- Born: Louis Sarközy de Nagy-Bocsa 28 April 1997 (age 29) Neuilly-sur-Seine, Paris, France
- Citizenship: France United States (since 2023)
- Education: New York University American University
- Spouse: Natali Husic ​(m. 2022)​
- Children: 2
- Parent(s): Nicolas Sarkozy Cécilia Attias

= Louis Sarkozy =

French commentator (born 1997)

Louis Sarközy de Nagy-Bocsa (born 28 April 1997) is a French-American writer and political commentator who is the son of the former President of France Nicolas Sarkozy and Cécilia Attias.

==Early life==
Louis Sarkozy was born in Neuilly-sur-Seine on 28 April 1997. He is the son of Nicolas Sarkozy and Cécilia Attias. He was 10 years old when his father was elected as President of France.

In December 2007, Sarkozy joined the Lycée Français Charles de Gaulle in London. In 2008, he moved to New York to live with his mother and his stepfather, businessman Richard Attias. He attended the Lycée Français de New York for a year.

In March 2009, he attended the Lycée Bonaparte in Doha. In 2011, Louis Sarkozy joined the Valley Forge Military Academy and College. He graduated from this military academy in 2015.

He holds a master's degree from the American University in Washington DC and a bachelor's degree from New York University.

==Career==

Sarkozy is a regular commentator on U.S. politics on the French TV channel LCI. In September 2024, he caused some uproar by saying live on air, in reference to Israel's attacks on Hamas and Hezbollah during the Gaza war: “Let them all die!

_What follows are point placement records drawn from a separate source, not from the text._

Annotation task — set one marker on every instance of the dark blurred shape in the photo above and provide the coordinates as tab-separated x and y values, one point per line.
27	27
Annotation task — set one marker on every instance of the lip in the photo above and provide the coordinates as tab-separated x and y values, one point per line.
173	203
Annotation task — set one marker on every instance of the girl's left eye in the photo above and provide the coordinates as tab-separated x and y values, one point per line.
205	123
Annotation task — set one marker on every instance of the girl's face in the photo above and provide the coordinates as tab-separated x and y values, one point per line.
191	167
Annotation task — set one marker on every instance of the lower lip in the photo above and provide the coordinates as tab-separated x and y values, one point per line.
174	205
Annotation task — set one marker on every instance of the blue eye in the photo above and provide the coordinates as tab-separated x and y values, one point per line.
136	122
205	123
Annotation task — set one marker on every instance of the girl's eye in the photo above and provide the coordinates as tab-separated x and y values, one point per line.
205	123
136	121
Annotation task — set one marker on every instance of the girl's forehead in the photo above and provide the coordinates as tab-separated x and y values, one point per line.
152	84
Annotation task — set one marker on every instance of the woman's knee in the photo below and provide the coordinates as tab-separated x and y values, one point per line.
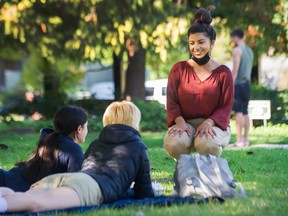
205	145
175	146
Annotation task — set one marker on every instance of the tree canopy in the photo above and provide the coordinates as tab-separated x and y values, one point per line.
108	31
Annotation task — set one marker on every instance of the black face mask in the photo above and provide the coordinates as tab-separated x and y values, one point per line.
202	61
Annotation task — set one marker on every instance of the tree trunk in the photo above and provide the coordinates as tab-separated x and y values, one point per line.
53	98
135	74
117	59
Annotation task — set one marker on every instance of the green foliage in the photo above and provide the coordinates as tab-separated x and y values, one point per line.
279	102
66	73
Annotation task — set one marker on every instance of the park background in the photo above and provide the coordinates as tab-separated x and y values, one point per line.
51	52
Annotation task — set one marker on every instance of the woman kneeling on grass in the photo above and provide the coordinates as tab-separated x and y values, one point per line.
112	163
56	152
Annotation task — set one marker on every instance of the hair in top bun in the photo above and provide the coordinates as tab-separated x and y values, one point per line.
203	16
202	23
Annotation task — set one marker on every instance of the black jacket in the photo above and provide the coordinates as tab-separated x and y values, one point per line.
117	159
70	158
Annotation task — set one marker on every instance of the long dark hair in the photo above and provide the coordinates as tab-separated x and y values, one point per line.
202	22
45	156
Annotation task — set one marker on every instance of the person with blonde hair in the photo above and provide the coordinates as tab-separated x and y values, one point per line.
111	164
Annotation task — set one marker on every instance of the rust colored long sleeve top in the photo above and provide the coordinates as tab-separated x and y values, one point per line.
190	98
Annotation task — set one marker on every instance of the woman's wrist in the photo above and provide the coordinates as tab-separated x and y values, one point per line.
209	122
180	120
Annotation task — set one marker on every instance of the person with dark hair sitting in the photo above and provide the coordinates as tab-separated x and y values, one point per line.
112	163
199	96
57	151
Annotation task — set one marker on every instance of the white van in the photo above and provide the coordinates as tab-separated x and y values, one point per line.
156	90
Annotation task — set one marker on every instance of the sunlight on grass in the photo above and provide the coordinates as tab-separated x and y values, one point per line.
262	172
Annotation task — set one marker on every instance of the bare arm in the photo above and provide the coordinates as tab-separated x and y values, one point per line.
237	53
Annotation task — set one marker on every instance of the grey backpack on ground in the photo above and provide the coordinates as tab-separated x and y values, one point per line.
205	176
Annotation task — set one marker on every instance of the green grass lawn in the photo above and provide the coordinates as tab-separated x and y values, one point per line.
263	173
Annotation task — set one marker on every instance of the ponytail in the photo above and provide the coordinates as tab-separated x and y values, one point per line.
44	159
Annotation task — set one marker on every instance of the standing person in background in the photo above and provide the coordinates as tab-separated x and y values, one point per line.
242	68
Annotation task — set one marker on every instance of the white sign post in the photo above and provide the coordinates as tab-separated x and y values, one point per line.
260	109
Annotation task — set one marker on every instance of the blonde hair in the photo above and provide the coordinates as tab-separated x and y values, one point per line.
124	112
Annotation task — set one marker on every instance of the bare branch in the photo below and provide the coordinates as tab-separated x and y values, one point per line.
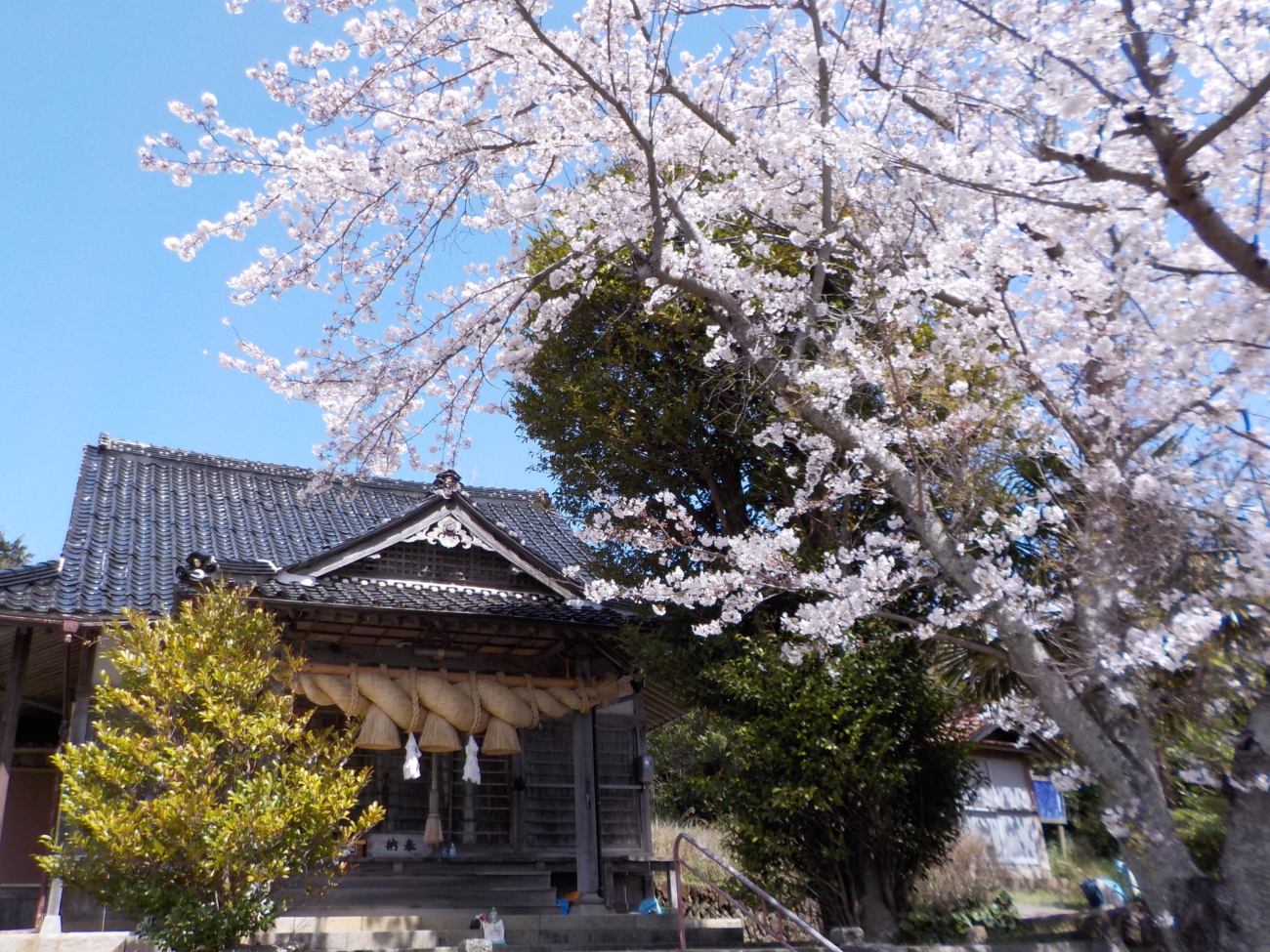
1218	126
917	106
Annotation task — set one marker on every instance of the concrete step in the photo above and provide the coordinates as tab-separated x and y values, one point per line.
525	933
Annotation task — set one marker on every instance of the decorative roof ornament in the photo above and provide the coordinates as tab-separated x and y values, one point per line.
447	482
448	533
198	567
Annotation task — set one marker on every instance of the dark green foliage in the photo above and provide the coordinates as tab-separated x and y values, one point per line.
13	554
203	790
834	775
837	777
930	925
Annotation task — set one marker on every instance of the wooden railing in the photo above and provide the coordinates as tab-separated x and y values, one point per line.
761	921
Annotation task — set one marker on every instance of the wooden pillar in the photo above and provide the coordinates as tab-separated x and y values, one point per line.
18	658
585	796
75	730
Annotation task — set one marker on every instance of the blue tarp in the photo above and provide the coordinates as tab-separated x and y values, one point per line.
1049	803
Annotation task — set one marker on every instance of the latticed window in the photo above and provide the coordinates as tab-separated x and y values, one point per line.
470	815
549	807
620	794
430	561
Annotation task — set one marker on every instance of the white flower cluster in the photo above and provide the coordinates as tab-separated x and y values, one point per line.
1019	309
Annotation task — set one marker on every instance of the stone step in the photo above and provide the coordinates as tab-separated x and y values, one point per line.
445	884
525	933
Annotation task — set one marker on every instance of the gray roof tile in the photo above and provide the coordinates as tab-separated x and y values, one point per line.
139	511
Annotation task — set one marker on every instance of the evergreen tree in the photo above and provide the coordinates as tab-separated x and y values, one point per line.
13	554
203	790
836	774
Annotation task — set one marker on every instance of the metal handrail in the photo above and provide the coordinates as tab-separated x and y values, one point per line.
783	913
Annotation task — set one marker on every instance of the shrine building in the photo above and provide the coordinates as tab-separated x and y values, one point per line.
427	608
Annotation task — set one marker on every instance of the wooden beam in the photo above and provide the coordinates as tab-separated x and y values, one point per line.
515	681
18	658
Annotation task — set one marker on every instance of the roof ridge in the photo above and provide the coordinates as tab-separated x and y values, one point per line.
110	444
38	571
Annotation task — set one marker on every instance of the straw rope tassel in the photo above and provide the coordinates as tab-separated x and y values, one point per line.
533	701
432	833
410	768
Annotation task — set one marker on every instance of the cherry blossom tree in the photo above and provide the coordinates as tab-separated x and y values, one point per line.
1025	229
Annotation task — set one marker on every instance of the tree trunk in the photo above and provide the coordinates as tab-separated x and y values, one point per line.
876	918
1244	893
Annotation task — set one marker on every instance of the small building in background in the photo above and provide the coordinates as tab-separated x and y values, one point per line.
1004	808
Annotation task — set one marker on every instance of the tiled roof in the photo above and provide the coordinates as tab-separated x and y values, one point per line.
139	511
371	593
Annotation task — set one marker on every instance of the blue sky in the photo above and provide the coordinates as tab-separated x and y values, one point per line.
101	328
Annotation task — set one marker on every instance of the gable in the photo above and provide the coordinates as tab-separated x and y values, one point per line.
443	541
436	562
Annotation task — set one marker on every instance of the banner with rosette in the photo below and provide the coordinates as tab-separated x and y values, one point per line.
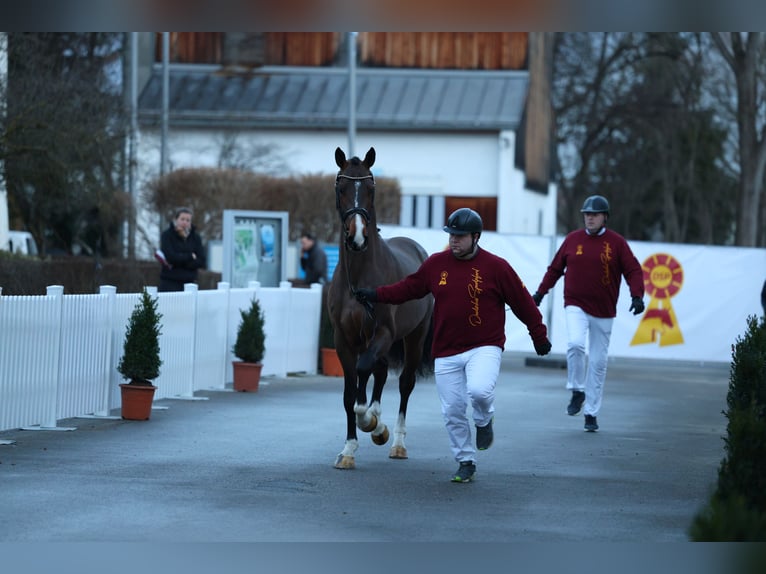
663	278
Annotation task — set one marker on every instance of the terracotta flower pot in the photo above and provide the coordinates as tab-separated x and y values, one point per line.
331	363
137	401
247	376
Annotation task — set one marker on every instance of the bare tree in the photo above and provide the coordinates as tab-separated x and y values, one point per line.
63	138
745	54
633	125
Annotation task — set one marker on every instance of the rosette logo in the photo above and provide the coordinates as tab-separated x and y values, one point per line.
663	278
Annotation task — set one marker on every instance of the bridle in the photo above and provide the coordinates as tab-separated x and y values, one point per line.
356	210
344	216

Israel is doing the work of humanity here.”

==Personal life==
In 2013, he had a brief relationship with the student and UMP activist Sarah Knafo, then between 2014 and 2016 had a relationship with the columnist Capucine Anav, before starting an affair in 2017 with Natali Husic. Sarkozy married Husic in September 2022 in Gordes. They live in Washington, D.C. and in Menton (France).